What if the concern of today’s text is not why we die, but how we live? Planted in this earthly soil, are we bearing fruit? If not: What’s holding us back? Jesus urges repentance, and then he tells a story about fruitfulness. Could the one lead to the other?
I’ve heard repentance defined as a turning around. We could think of it as turning around our focus, from ourselves to God. Focusing our attention on God releases us from our endless and impossible calculations for how we’ll escape suffering and tragedy. Focusing on God releases us for fruitfulness.
When tragedy strikes—and it will strike—will we spend our energy assigning blame, calculating what we or someone else did wrong? Or will we spend our energy focusing on God, trusting God, not tying our trust to life’s joys and sorrows but simply existing in the presence of a power much greater than ourselves? As Job actually said, if you read the whole verse: “The Lord gave, and the Lord has taken away; blessed be the name of the Lord.”

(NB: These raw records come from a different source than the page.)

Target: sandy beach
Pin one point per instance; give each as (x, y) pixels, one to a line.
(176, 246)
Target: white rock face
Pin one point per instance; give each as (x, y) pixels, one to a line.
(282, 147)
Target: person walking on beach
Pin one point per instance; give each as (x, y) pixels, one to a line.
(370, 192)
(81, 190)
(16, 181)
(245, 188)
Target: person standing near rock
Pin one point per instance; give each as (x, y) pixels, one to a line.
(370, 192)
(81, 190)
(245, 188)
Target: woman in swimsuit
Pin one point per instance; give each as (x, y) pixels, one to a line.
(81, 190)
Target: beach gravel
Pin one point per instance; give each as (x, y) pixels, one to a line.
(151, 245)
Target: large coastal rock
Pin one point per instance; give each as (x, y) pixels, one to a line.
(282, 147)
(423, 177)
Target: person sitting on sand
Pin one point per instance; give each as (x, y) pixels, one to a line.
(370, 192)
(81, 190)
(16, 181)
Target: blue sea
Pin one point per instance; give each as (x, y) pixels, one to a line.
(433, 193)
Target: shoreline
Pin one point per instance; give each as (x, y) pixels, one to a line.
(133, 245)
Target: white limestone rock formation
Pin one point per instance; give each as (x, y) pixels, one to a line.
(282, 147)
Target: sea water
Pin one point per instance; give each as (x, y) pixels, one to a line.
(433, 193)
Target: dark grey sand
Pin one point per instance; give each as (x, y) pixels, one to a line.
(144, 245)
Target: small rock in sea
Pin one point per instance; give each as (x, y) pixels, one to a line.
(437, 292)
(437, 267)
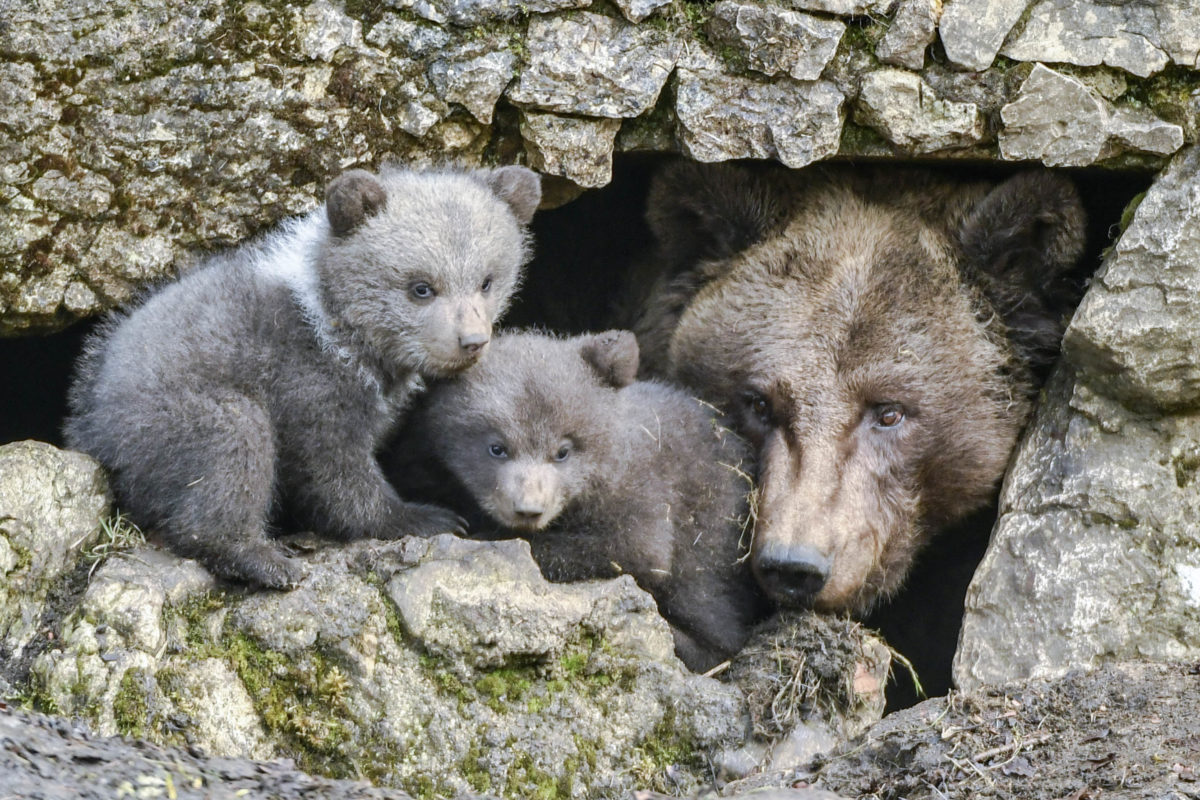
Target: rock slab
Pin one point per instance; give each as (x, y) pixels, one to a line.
(1096, 555)
(52, 504)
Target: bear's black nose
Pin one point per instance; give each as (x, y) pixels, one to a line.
(792, 576)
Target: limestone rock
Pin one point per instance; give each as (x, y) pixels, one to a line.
(906, 112)
(412, 38)
(727, 116)
(775, 40)
(845, 7)
(623, 66)
(323, 29)
(637, 10)
(574, 148)
(1062, 122)
(1135, 334)
(474, 76)
(1137, 37)
(469, 13)
(1096, 555)
(912, 30)
(52, 503)
(421, 662)
(973, 30)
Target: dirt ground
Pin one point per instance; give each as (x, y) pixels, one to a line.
(1129, 731)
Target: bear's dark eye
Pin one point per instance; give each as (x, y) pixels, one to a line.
(759, 407)
(888, 415)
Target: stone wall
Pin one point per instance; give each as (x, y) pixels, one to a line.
(135, 134)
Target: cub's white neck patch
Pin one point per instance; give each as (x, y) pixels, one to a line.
(288, 256)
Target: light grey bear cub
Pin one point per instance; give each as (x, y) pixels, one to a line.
(555, 440)
(263, 382)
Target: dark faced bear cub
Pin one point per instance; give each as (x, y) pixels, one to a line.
(555, 441)
(268, 377)
(874, 335)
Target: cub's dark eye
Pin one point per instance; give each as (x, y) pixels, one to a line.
(888, 415)
(757, 405)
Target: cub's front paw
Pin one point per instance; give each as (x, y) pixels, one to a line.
(263, 566)
(423, 519)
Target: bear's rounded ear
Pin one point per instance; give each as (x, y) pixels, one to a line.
(353, 198)
(1021, 242)
(711, 211)
(612, 355)
(517, 186)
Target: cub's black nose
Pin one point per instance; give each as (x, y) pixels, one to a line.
(792, 576)
(473, 342)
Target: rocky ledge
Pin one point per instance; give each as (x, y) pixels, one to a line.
(443, 667)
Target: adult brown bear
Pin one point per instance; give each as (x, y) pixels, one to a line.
(874, 334)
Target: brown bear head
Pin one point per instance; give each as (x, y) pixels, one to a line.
(873, 335)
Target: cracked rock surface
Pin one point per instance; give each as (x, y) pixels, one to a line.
(1096, 555)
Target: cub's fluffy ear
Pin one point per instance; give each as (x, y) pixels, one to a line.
(711, 211)
(1021, 241)
(517, 186)
(612, 355)
(352, 199)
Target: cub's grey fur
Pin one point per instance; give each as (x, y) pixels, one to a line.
(264, 380)
(556, 443)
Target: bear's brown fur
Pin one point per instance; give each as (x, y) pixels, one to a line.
(874, 334)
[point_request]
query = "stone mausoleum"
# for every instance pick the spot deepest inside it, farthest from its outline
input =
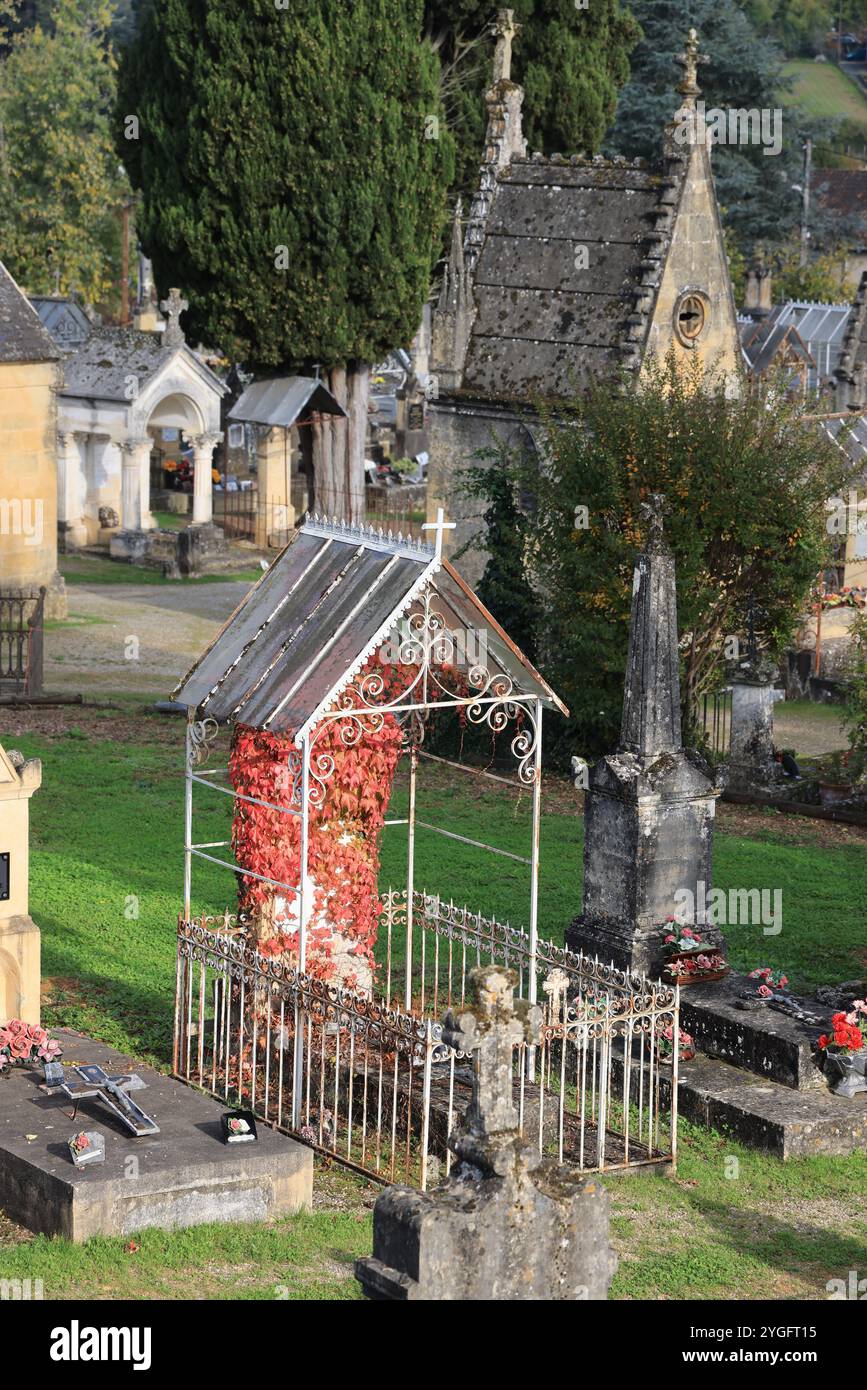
(570, 268)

We don’t understand the gift of life. We don’t understand the loss of life. But blessed be the name of the Lord. Perhaps the ax will not fall this year. What will we do with the time we are given?
Some of you may have already heard the story I’m about to tell. It’s one of my favorites. Like many of my favorites, it begins with the words, “I read this great article in the New Yorker….”

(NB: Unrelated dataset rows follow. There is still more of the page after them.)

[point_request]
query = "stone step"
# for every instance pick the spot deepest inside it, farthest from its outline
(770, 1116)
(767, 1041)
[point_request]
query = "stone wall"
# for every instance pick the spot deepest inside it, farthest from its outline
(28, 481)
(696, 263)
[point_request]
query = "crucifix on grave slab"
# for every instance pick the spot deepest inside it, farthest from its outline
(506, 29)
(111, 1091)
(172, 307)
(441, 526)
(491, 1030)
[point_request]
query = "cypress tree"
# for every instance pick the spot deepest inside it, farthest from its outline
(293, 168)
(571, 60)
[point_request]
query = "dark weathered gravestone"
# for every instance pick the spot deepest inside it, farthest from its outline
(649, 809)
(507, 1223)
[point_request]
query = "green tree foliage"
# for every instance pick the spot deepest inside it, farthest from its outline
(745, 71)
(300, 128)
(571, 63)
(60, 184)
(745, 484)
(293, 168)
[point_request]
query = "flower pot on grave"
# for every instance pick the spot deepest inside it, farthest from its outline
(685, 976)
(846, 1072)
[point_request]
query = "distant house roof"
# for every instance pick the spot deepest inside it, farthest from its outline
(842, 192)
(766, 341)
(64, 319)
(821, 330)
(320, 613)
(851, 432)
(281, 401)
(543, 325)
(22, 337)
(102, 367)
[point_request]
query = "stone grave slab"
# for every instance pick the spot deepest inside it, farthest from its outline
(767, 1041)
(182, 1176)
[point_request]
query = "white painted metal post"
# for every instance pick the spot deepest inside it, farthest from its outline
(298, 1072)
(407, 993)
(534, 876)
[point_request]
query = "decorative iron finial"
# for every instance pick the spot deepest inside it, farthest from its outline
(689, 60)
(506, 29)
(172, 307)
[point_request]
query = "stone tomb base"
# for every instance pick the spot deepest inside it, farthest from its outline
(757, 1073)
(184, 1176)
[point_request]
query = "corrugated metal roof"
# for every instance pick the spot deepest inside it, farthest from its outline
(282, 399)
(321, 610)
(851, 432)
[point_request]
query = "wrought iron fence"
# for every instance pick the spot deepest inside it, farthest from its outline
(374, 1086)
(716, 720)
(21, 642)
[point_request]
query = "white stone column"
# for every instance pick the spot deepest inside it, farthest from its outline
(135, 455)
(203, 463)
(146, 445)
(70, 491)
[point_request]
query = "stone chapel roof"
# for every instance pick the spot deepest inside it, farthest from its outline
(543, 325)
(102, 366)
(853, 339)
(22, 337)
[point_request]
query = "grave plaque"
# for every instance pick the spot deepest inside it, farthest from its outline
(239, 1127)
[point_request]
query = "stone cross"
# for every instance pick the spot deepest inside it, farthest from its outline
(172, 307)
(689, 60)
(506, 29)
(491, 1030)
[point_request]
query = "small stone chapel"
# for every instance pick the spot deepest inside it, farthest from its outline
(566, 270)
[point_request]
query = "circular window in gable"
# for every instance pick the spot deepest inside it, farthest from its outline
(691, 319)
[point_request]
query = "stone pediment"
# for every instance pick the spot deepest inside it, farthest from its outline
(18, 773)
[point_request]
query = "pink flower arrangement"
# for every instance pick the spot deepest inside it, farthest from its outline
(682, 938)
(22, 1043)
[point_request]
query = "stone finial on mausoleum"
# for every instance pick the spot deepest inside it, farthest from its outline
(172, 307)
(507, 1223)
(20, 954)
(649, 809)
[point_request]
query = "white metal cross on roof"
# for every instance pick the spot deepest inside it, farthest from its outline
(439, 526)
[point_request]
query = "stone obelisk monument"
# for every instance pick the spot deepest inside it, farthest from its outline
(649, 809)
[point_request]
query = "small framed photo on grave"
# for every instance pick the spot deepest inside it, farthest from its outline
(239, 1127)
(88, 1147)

Back in 2011, the New Yorker published an article about how we get all those tasty new breeds of apples that keep turning up in the grocery stores. Fascinating stuff. Did you know that the University of Minnesota has an apple breeding program? In this article, a reporter describes a day there with an apple breeder named David Bedford, who walked the rows in the orchard with a can of orange spray paint, looking for the next great apple. At each tree, Bedford stopped and sampled the fruit. If the apple failed to impress, the tree received a spray of orange paint—the mark of the executioner. “That day,” says the reporter, “I watched him terminate dozens of unique hybrids whose like the world will never see again, and by the end of the day I had a newfound respect for the breeder as the godlike master of his domain, the ultimate arbiter of life and death in the orchard.”[1]
Godlike There’s that assumption again.
But Bedford told the reporter that the job was a little nerve-wracking. He was aware that each spray of orange could wipe out something that might have been truly wonderful, given time and the right conditions. He told how, in 1982, he had second thoughts about a tree numbered MN1711. For years it had failed to produce much of anything, and Bedford’s predecessor had recommended its removal. But as Bedford studied the data on the tree, he noticed that it was poorly located in a low, wet spot. So he decided to give the tree some extra love, and one more year. Today, the fruit from that struggling little tree has a name you know: Honeycrisp.
“Sir,” said the gardener, “let it alone for one more year. Let me care for it. Let me love it. Let me supply it with all that it needs, and release it to fruitfulness.”
You know: In the gospel of John, Mary mistook Jesus for the gardener.
The Lord gives and the Lord takes away; and sometimes, the ax is stayed for another year. Let us live that year trusting God, and through our trust, may we be released from fear and calculation, set free for fruitfulness. Blessed be the name of the Lord. Amen.